Изменить размер шрифта - +
Кажется, маленькая прибавка сделана (многие даже "упорядочением" ее называют, или "введением произвола в рамки законности"), а какая в ней чувствуется обида! Начать с того, что прежнее положение о порядке пристижения смертью принадлежало к области права обычного, а не писанного. Партикулярный человек следовал ему, как прирожденной идее. Нося эту идею в своем сердце вместе с прочими таковыми же и беспрекословно признавая ее авторитет, он, однако ж, понимал, что право быть смертным "по усмотрению" отнюдь не принадлежит к числу таких, которыми можно было бы кичиться. И вдруг ему не только во всеуслышание напоминают, что он двояко смертен, но еще прибавляют, что по сему предмету существуют какие-то правила! Ужели это не обида? Прежде хоть клейма-то на нем не было, а отныне стоит ему нос показать наружу, чтоб услышать: ах, да ведь это тот самый! А кроме того, и страх. Потому что, если раз на бумажке написано "смертен", так уж прямо, значит, и заруби у себя на носу: теперь, брат, не пронесет!

 

Вот что значит по изъязвленному месту новые язвы наводить. Даже "упорядочить" ничего нельзя, потому что намерения самые похвальные, словно волшебством, превращаются в благосклонное ковыряние незаживших ран.

 

– Самообольщение какое-то всех одолело, – продолжал между тем Глумов, – все думается, как бы концы в воду схоронить или дело кругом пальца обвести. А притом и распутство. Как змей, проникает оно в общество и поражает ядом неосторожных. Малодушие, предательство, хвастовство, всех сортов лганье... Может ли быть положение горше этого!

 

Он говорил с расстановкою и притом так решительно, как будто не только не ждал возражений, но и не предполагал их возможности. Эта уверенность была до того тяжела, что я позабыл мои недавние размышления и почти гневно крикнул:

 

– Да не раздражай! говори, куда же деваться! ведь надо же существовать!

 

Но он, вместо ответа, загадочно проворчал:

 

– Вот! оно самое и есть!

 

– Ну?

 

– Я, брат, всю зиму, с октября, вот как провел: в опере не был, Сару Бернар не видал, об Сальвини только из афишек знаю.
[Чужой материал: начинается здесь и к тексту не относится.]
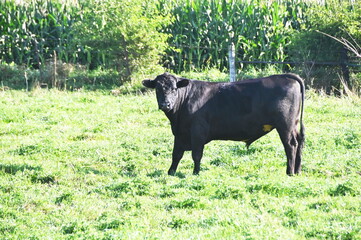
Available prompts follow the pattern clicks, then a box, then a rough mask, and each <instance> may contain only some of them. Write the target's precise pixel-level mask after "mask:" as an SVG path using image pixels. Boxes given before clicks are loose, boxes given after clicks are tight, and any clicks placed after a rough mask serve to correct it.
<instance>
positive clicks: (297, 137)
mask: <svg viewBox="0 0 361 240" xmlns="http://www.w3.org/2000/svg"><path fill="white" fill-rule="evenodd" d="M297 142H298V146H297V153H296V164H295V173H296V174H298V173H301V155H302V149H303V145H304V143H305V134H304V127H303V126H301V132H299V133H297Z"/></svg>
Сверх того: в книжку не заглядывал, газет не читал... И, что всего важнее, ни разу не ощутил, что чего-нибудь недостает.

 

– Что же ты делал? лапу сосал?

 

– Жил. Вся зима, яко нощь едина, прошла. Только сегодня, уж и сам не знаю с чего, опомнился. Встал утром, думаю: никак уже ноябрь прикатил – глядь, ан на дворе май. Ну, испугался.

 

– Да, может быть, ты напитки во множестве принимал?

 

– Не особенно много. И пил и ел – обыкновенную препорцию. Кажется, даже размышлял. А ты... размышлял?

 

– Да тоже... какой, однако ж, у нас разговор нелепый! Представь себе, если все-то начнут так жить, как ты зиму прожил... хороша история будет?

 

– Нельзя всем так жить: загвоздка есть. Мужик, например. Он, поди, пашет теперь, потом начнет сеять, навоз возить, косить, опять пахать, снопы убирать, молотить, веять. А зима наступит, повезет навеянное в город продавать, станет подати платить, и, в воздаяние, будет набивать себе мамон толокном. Толокно – это наш главный государственный враг: он «баланец» портит! Подумай! сколько осталось бы к вывозу и как бы поднялся наш рубль, если б мужик мамона не набивал! Ну, да уж с этим надо примириться: ведь и мужичка надо пожалеть! Бдит, братец, он! а покуда он бдит, мы можем всяко жить: и так, как я зиму прожил, и в вечной мелькательной суете, как живет, например, наш общий друг, Грызунов.

 

– Только скажу тебе прямо: по-твоему жить – значит пропасть.